Personal information
- Date of birth: 11 February 1979 (age 46)
- Place of birth: South Elmsall, England
- Height: 5 ft 4 in (1.63 m)
- Position: Defender

Youth career
- Doncaster Rovers Belles

Senior career*
- Years: Team / Apps / (Gls)
- 1994–2002: Doncaster Rovers Belles
- 2002–2003: Leeds United Ladies
- 2003–2010: Doncaster Rovers Belles
- 2010: Whitley Bay Ladies

International career
- 1998–2000: England / 4 / (0)

= Claire Utley =

English footballer (born 1979)

Claire Utley (born 11 February 1979) is an English former football defender, best known for her long association with Doncaster Rovers Belles. Utley represented England four times at senior international level.

==Club career==

In summer 1994 three players from Doncaster Belles' double-winning team left for Liverpool Ladies. As a result, Minsthorpe High School pupil Utley was drafted into the first team as a fifteen-year-old centre-back, making her debut in a 7–1 home win against Millwall Lionesses on the opening day of the 1994–95 season. In October 1994 she featured in the FA Women's Premier League Cup final, held over from the previous season, as the Belles were beaten 4–0 by Arsenal Ladies.

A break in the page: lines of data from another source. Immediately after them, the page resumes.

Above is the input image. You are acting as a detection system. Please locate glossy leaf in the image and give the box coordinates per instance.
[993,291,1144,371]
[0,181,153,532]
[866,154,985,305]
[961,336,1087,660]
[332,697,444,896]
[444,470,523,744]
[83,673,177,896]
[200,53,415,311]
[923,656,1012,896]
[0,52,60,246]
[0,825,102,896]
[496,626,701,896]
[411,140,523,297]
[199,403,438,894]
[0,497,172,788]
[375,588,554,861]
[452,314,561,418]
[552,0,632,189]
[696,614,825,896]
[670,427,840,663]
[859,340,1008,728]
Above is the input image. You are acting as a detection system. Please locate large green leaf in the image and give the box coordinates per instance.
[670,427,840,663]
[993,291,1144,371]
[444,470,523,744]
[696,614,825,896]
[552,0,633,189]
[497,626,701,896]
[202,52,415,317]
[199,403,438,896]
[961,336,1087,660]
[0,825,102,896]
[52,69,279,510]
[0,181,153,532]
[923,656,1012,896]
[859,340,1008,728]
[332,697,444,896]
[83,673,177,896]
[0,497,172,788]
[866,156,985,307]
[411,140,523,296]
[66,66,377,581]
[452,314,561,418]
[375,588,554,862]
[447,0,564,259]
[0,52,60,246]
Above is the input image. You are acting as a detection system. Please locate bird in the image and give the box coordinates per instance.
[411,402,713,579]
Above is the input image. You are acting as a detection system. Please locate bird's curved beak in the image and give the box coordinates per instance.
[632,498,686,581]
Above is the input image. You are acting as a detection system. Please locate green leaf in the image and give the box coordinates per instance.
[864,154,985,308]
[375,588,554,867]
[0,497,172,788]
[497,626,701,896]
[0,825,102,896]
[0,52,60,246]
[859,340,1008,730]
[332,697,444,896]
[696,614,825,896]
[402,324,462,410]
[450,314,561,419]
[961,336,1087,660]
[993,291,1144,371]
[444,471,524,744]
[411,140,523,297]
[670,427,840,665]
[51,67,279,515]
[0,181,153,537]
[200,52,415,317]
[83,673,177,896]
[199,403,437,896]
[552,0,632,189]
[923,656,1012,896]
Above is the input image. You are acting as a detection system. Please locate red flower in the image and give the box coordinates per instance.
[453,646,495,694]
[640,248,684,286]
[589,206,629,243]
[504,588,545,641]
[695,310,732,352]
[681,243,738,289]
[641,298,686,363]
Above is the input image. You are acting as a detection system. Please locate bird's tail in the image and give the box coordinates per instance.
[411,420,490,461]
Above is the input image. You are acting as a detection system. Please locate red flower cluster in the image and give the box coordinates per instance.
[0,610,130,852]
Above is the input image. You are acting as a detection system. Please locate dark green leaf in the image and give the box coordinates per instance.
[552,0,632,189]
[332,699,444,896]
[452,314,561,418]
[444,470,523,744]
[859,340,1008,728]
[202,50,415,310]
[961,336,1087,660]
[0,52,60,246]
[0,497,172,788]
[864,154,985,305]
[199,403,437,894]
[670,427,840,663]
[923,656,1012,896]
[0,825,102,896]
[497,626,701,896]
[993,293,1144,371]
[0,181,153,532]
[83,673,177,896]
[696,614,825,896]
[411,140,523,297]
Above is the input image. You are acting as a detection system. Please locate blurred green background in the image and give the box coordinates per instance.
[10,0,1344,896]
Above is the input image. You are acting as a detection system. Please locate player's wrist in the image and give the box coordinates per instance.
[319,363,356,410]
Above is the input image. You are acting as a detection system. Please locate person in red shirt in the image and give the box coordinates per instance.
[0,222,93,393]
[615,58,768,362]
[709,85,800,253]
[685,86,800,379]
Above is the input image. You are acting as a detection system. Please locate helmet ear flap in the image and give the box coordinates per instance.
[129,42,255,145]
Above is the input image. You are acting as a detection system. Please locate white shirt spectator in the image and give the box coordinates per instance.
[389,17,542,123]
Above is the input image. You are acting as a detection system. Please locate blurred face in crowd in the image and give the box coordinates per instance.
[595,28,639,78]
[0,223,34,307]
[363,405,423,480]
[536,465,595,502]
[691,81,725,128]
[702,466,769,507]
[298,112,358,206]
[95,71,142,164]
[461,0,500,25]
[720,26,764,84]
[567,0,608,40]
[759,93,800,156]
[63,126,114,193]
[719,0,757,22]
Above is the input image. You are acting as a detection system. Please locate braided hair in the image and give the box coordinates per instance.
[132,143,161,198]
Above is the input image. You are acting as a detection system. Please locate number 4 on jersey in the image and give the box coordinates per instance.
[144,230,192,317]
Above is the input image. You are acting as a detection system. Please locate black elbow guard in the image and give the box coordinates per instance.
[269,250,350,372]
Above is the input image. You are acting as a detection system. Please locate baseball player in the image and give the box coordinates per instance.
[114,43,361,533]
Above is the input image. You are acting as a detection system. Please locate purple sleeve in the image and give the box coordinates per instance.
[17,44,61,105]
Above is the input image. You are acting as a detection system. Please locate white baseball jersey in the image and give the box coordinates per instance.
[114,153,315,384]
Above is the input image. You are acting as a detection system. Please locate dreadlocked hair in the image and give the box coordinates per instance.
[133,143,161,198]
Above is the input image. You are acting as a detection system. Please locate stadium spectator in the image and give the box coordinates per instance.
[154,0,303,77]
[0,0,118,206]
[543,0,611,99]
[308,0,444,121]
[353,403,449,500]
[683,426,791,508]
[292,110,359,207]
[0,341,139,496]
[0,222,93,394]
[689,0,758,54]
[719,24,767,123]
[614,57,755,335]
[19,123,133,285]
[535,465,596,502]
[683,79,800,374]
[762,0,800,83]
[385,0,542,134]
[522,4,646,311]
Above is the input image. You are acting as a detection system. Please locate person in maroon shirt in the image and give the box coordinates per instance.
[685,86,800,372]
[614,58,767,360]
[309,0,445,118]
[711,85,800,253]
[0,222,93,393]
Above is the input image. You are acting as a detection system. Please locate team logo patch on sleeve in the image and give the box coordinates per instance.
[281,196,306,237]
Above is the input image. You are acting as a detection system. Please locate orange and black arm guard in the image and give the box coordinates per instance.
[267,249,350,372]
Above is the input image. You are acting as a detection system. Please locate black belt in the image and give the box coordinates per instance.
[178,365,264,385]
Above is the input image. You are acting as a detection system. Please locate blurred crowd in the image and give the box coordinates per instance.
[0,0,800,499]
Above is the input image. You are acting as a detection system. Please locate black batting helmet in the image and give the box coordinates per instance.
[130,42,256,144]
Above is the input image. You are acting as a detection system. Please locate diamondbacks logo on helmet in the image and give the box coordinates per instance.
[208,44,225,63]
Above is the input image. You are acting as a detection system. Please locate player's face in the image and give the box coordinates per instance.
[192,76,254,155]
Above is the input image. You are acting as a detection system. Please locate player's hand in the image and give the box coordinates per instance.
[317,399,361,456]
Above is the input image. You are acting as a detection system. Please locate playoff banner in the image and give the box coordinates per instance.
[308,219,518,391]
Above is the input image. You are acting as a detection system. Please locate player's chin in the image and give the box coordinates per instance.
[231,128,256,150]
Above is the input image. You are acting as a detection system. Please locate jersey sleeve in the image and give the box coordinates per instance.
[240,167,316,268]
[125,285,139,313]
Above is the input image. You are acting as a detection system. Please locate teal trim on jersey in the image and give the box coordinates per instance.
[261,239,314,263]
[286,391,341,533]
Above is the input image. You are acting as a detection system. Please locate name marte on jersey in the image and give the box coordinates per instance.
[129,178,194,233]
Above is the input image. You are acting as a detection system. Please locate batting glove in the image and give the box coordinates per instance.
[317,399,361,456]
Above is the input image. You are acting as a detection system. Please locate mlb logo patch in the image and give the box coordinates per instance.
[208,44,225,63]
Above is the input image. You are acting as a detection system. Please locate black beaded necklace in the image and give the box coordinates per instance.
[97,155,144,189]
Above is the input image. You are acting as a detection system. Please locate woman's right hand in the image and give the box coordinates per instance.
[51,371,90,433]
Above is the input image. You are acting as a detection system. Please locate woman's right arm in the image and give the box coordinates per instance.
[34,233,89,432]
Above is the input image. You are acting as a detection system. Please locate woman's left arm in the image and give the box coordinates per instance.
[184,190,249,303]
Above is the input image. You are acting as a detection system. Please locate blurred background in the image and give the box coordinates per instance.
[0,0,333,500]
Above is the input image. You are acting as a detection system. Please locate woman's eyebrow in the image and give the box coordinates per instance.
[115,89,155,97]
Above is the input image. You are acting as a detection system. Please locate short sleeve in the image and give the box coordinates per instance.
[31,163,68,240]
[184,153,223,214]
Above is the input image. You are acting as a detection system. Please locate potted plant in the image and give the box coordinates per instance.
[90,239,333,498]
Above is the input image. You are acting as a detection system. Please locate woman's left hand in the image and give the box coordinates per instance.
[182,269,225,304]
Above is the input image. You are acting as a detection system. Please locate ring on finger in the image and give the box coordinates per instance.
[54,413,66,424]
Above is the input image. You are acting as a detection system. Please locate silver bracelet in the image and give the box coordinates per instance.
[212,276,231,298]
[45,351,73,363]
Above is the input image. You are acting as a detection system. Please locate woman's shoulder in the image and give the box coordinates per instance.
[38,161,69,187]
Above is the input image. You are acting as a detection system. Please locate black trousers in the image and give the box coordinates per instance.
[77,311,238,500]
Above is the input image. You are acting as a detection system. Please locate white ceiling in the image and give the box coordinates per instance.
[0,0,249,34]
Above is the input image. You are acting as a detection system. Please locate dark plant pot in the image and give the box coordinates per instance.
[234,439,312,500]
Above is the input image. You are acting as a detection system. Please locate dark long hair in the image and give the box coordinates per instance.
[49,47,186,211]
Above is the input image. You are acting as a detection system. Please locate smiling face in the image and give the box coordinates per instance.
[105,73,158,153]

Utley was nicknamed Des after Des Walker. She suffered an Anterior Cruciate Ligament injury in April 2001 and missed a year of action, returning for the Belles' 2–1 defeat to Fulham in the 2002 FA Women's Cup final. She then spent a short spell at Leeds United in 2002–03.

In 2004 Doncaster Belles suffered an exodus of players after a financial crisis, however, Utley and Vicky Exley chose to remain loyal to the club.

She joined Whitley Bay ahead of season 2010–11. After two appearances that season, Utley left the club.

==International career==
After breaking through at Doncaster Belles, Utley was thought likely to play for England "as sure as the sun shines on the Sahara."

Utley eventually won four caps for the senior England women's national football team. She has legacy number 130 for England. The FA announced their legacy numbers scheme to honour the 50th anniversary of England’s inaugural international.